No entanto, o que se destaca antes de tudo em “Não Olhe...” é seu roteiro, digno de Oscar. Escrito pelo próprio McKay (que levou a estatueta de Roteiro Adaptado em 2016 por "A Grande Aposta"), traz um retrato sem perdão da sociedade contemporânea em seus tempos líquidos de conexões digitais e desconexões humanas. A história é um compêndio de percepções muito acertadas de um mundo de radicalismos político, ideológico e, num entendimento mais profundo, religioso. É o império do absurdo, que só pode nos levar a um desastre irreparável. O longa guarda também uma metáfora de alerta para a questão climática no planeta: nesse ritmo de descontrole do ecossistema, o resultado será a destruição da vida como a conhecemos.
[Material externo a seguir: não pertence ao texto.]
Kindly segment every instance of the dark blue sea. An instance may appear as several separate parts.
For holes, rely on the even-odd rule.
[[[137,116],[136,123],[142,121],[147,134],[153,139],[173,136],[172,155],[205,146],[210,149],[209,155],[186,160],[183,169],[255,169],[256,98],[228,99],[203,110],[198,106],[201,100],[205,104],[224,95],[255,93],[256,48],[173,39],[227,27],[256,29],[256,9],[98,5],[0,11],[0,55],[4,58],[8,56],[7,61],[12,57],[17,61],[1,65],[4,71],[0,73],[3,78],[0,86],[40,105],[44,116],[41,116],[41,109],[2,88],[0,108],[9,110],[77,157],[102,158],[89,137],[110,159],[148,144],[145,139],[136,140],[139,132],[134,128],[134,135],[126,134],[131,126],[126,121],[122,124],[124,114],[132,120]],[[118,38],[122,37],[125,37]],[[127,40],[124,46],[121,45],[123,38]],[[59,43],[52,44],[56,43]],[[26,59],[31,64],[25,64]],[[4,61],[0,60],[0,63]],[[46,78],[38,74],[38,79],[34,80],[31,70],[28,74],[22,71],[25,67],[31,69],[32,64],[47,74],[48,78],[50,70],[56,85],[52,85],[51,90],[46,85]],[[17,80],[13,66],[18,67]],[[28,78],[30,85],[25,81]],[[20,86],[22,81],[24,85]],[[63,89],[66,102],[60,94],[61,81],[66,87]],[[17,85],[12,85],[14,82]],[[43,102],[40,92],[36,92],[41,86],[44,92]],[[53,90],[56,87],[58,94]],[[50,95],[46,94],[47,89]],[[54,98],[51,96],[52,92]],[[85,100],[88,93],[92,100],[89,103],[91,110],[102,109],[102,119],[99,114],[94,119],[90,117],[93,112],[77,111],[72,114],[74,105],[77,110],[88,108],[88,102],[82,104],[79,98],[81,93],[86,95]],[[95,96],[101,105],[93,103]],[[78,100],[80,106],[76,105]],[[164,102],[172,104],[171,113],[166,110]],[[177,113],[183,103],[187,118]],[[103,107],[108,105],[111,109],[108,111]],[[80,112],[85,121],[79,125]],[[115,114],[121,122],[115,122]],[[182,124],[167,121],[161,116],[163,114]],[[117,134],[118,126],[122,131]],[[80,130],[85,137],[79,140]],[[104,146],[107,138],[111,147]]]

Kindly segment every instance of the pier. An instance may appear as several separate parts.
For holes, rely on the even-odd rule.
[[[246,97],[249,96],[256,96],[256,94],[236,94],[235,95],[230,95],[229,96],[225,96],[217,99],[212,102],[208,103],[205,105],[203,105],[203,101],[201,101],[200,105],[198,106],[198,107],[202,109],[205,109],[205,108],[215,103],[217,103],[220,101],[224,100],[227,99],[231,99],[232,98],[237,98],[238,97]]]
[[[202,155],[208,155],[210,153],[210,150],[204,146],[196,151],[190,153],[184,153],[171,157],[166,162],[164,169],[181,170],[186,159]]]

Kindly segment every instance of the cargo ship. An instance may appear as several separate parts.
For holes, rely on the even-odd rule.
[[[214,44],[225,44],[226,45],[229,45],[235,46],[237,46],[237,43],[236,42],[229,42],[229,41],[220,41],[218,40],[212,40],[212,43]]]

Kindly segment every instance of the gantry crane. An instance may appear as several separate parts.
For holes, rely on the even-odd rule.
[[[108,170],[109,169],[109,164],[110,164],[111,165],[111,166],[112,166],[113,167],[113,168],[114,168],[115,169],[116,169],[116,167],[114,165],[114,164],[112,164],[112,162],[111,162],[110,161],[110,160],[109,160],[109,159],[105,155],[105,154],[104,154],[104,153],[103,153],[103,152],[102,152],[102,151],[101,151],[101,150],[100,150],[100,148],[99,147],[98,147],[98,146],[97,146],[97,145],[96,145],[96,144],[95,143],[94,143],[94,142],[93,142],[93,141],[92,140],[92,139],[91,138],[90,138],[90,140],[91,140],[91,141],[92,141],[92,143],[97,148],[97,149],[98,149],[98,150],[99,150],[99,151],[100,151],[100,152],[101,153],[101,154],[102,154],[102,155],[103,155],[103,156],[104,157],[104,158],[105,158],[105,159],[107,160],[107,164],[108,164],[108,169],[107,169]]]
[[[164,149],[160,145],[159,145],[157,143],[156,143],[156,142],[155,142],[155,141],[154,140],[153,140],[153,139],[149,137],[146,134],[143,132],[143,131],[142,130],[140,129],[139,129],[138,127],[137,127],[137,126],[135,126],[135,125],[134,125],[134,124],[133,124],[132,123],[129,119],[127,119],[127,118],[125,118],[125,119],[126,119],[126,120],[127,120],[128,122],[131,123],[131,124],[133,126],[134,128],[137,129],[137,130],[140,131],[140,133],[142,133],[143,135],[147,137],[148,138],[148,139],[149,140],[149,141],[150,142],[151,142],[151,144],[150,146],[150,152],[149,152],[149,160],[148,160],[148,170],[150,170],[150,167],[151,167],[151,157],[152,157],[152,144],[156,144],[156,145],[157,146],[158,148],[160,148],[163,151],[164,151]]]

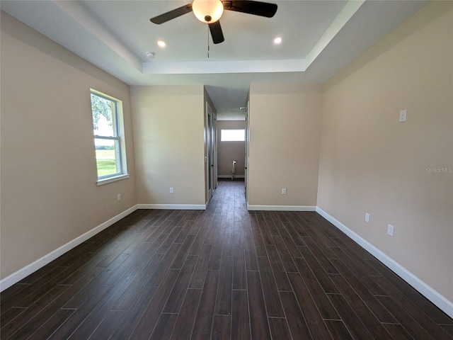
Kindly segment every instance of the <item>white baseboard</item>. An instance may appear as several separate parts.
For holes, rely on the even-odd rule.
[[[362,238],[360,236],[349,229],[340,221],[328,215],[319,207],[316,207],[316,211],[326,220],[329,221],[337,228],[341,230],[343,232],[346,234],[346,235],[354,240],[360,246],[369,251],[372,255],[373,255],[378,260],[382,262],[385,266],[389,267],[396,275],[398,275],[409,285],[413,287],[416,290],[418,290],[420,294],[425,296],[425,298],[428,299],[440,309],[443,310],[447,315],[449,315],[450,317],[453,317],[453,302],[449,301],[445,296],[434,290],[430,285],[427,285],[425,282],[422,281],[420,278],[411,273],[403,266],[390,258],[389,256],[386,255],[384,253],[381,251],[379,249],[376,248],[365,239]]]
[[[231,175],[217,175],[217,178],[231,178]],[[245,178],[245,175],[234,175],[235,178]]]
[[[123,211],[120,214],[117,215],[116,216],[110,218],[108,221],[105,221],[103,223],[99,225],[98,226],[95,227],[91,230],[89,230],[86,233],[82,234],[79,237],[74,239],[72,241],[69,241],[66,244],[62,245],[59,248],[56,249],[55,250],[51,251],[47,255],[45,255],[40,259],[38,259],[34,262],[28,264],[28,266],[25,266],[23,268],[19,269],[16,273],[13,273],[8,276],[6,276],[5,278],[0,280],[0,292],[4,291],[6,288],[8,288],[13,284],[17,283],[23,278],[26,278],[32,273],[34,273],[38,269],[42,268],[44,266],[52,262],[55,259],[61,256],[64,253],[69,251],[73,248],[75,248],[79,244],[88,239],[90,237],[93,237],[94,235],[102,232],[103,230],[110,227],[113,223],[119,221],[122,218],[125,217],[128,215],[135,211],[137,209],[137,205],[134,205],[133,207],[130,208],[127,210]]]
[[[165,209],[174,210],[205,210],[205,204],[137,204],[137,209]]]
[[[247,203],[248,210],[315,211],[316,208],[311,205],[251,205]]]

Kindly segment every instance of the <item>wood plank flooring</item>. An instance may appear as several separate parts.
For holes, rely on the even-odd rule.
[[[453,319],[319,215],[137,210],[1,295],[6,339],[453,339]]]

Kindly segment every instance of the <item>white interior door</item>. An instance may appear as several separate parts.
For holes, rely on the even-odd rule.
[[[247,102],[247,109],[246,110],[246,159],[245,164],[245,191],[246,201],[248,203],[248,142],[250,141],[250,101]]]

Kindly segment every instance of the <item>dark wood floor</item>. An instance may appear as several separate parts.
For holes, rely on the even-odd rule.
[[[439,339],[453,319],[316,212],[137,210],[1,293],[6,339]]]

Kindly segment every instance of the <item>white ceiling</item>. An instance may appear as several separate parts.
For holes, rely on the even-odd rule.
[[[191,13],[149,21],[190,2],[1,0],[0,8],[130,85],[206,85],[219,118],[240,119],[250,84],[324,81],[428,1],[266,1],[278,5],[272,18],[225,11],[217,45]]]

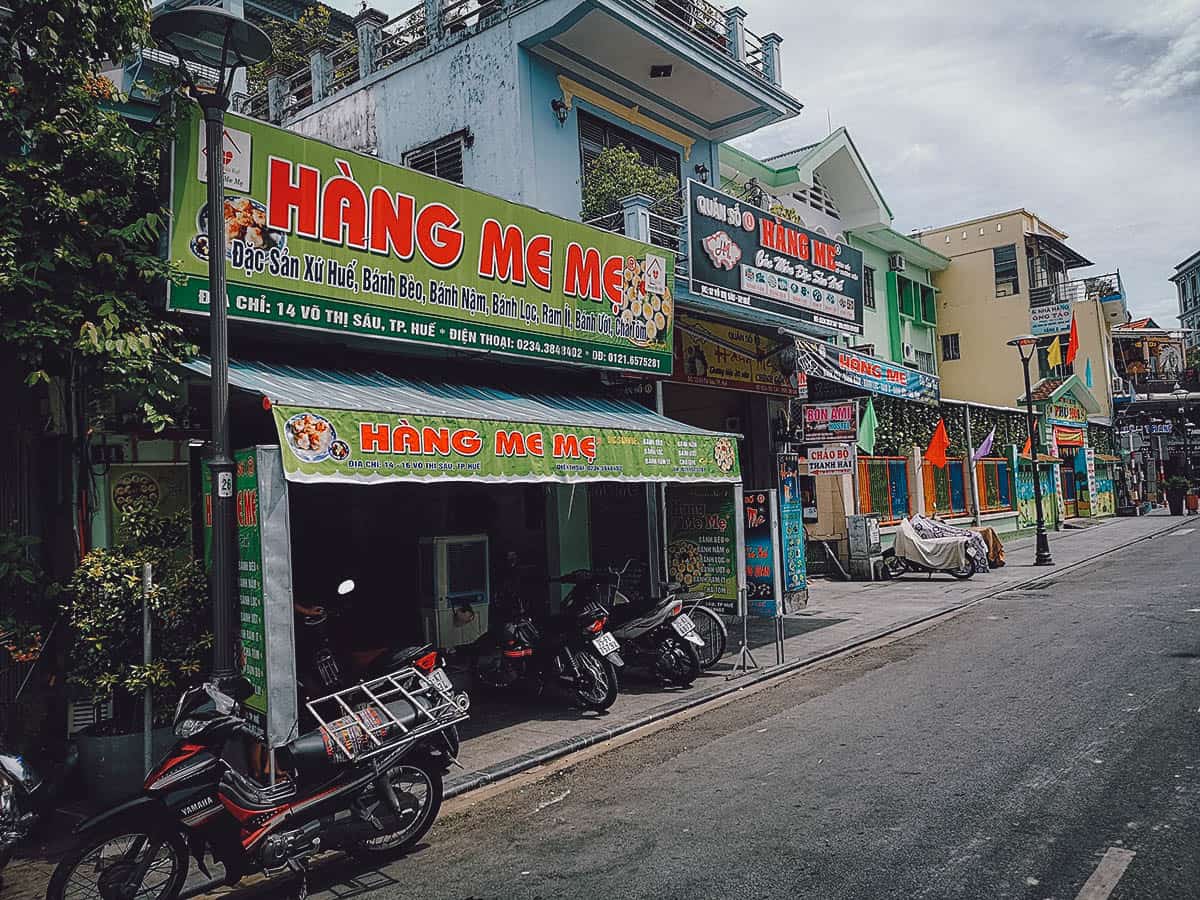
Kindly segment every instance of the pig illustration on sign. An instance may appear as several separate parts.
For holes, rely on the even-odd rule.
[[[732,270],[742,259],[742,248],[725,232],[718,232],[704,238],[704,252],[718,269]]]

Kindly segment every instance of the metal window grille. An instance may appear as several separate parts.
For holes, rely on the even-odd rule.
[[[425,146],[409,150],[403,156],[403,164],[426,175],[437,175],[461,185],[463,150],[472,143],[468,132],[455,132]]]
[[[1013,509],[1012,472],[1008,460],[992,457],[979,460],[976,463],[976,485],[980,512]]]
[[[869,265],[863,266],[863,306],[875,308],[875,270]]]
[[[944,468],[928,460],[922,464],[925,515],[964,516],[967,512],[966,461],[947,460]]]
[[[908,461],[902,456],[858,458],[858,500],[863,512],[877,512],[882,524],[908,516]]]

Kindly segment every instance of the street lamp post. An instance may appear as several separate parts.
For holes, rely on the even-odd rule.
[[[1180,404],[1180,419],[1183,420],[1183,478],[1192,482],[1192,448],[1189,445],[1188,432],[1192,431],[1188,427],[1188,396],[1189,391],[1187,388],[1181,388],[1178,384],[1175,385],[1175,390],[1171,391],[1171,396],[1175,397],[1176,402]]]
[[[1025,368],[1025,426],[1030,436],[1030,462],[1033,463],[1033,505],[1037,508],[1037,554],[1033,565],[1054,565],[1050,557],[1050,540],[1046,538],[1046,521],[1042,512],[1042,476],[1038,472],[1040,442],[1033,426],[1033,388],[1030,385],[1030,360],[1038,349],[1038,340],[1033,335],[1021,335],[1008,342],[1021,355]]]
[[[155,16],[150,34],[179,58],[192,100],[204,113],[208,178],[209,336],[212,358],[212,677],[238,673],[234,659],[236,559],[234,546],[234,462],[229,448],[229,325],[224,253],[224,114],[234,73],[271,55],[266,34],[239,16],[211,6],[192,6]],[[217,72],[216,84],[200,86],[187,62]]]

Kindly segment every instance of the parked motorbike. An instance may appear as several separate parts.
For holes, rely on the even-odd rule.
[[[354,593],[354,581],[347,578],[337,586],[337,595],[348,598]],[[330,617],[341,614],[344,607],[312,607],[300,616],[301,635],[296,640],[296,655],[301,665],[307,660],[308,677],[306,690],[311,700],[319,694],[331,694],[352,684],[361,684],[366,679],[382,678],[388,672],[414,666],[421,670],[431,682],[444,691],[452,691],[454,684],[445,671],[445,658],[434,650],[433,644],[413,644],[391,649],[373,648],[348,654],[347,665],[338,660],[330,635]],[[431,742],[431,756],[443,763],[443,773],[458,757],[458,728],[454,725],[442,732],[440,739]]]
[[[202,890],[253,871],[304,875],[307,860],[328,850],[403,851],[433,824],[442,768],[427,748],[466,719],[466,695],[409,667],[310,701],[319,727],[281,749],[286,776],[264,787],[222,756],[227,742],[252,733],[240,706],[248,683],[236,679],[230,692],[211,683],[184,692],[175,746],[138,797],[79,826],[78,846],[54,870],[47,900],[175,900],[190,858],[211,880],[206,851],[224,877]]]
[[[976,550],[970,538],[922,538],[906,518],[900,522],[895,544],[883,551],[888,576],[898,578],[908,572],[952,575],[966,581],[974,575]]]
[[[612,610],[608,626],[630,662],[647,666],[664,684],[689,686],[700,677],[698,648],[704,647],[704,638],[676,596],[678,586],[668,584],[665,598],[634,604],[620,590],[620,576],[628,569],[629,563],[620,571],[580,569],[557,578],[574,586],[563,606],[592,602]]]
[[[560,578],[551,578],[552,582]],[[620,644],[605,630],[608,610],[580,604],[538,622],[520,596],[506,616],[494,605],[492,630],[468,648],[476,684],[497,689],[532,685],[536,692],[556,684],[583,709],[604,710],[617,700]]]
Atuações de gala abrilhantam o perspicaz "Não Olhe..." |
Neste turbilhão de opiniões que o filme suscita, é interessante, contudo, perceber o mesmo comportamento autodestrutivo que este critica em relação à sociedade atual. Ou seja, a mentalidade está tão incrustrada que aqueles que deveriam ter mais condições de avaliar a obra como uma oportunidade de reflexão (independentemente se a consideram boa ou não, isso é irrelevante), são, justamente, os que tentam “lacrar”, mostrando-se os verdadeiros cegos. Uma crítica especializada, por exemplo, apontou que “Não Olhe...” é fadado a ser esquecido pela história por ser “um filme confuso, sem foco, pouco engraçado e, pior de tudo, que já nasce velho”. Ora, primeiramente, que não é incomum nos depararmos com filmes que, mesmo discutíveis em qualidade, marcam, sim, uma época, haja vista “A Primeira Noite de um Homem”, não necessariamente brilhante mas marcante para a geração baby boomer, ou o celebrado “Forrest Gump”, que justifica a barbárie social norte-americana de uma forma um tanto leviana. Entretanto, a questão vai além disso, pois não cabe a um ou outro dizer se a obra vai ou não perdurar: é um conjunto de fatores históricos, sociais e culturais que determinam, independente dos gostos pessoais. Avaliações como estas só reforçam, mascarada ou ignorantemente, o monstrengo autoritário e superpoderoso da sociedade digital-capitalista.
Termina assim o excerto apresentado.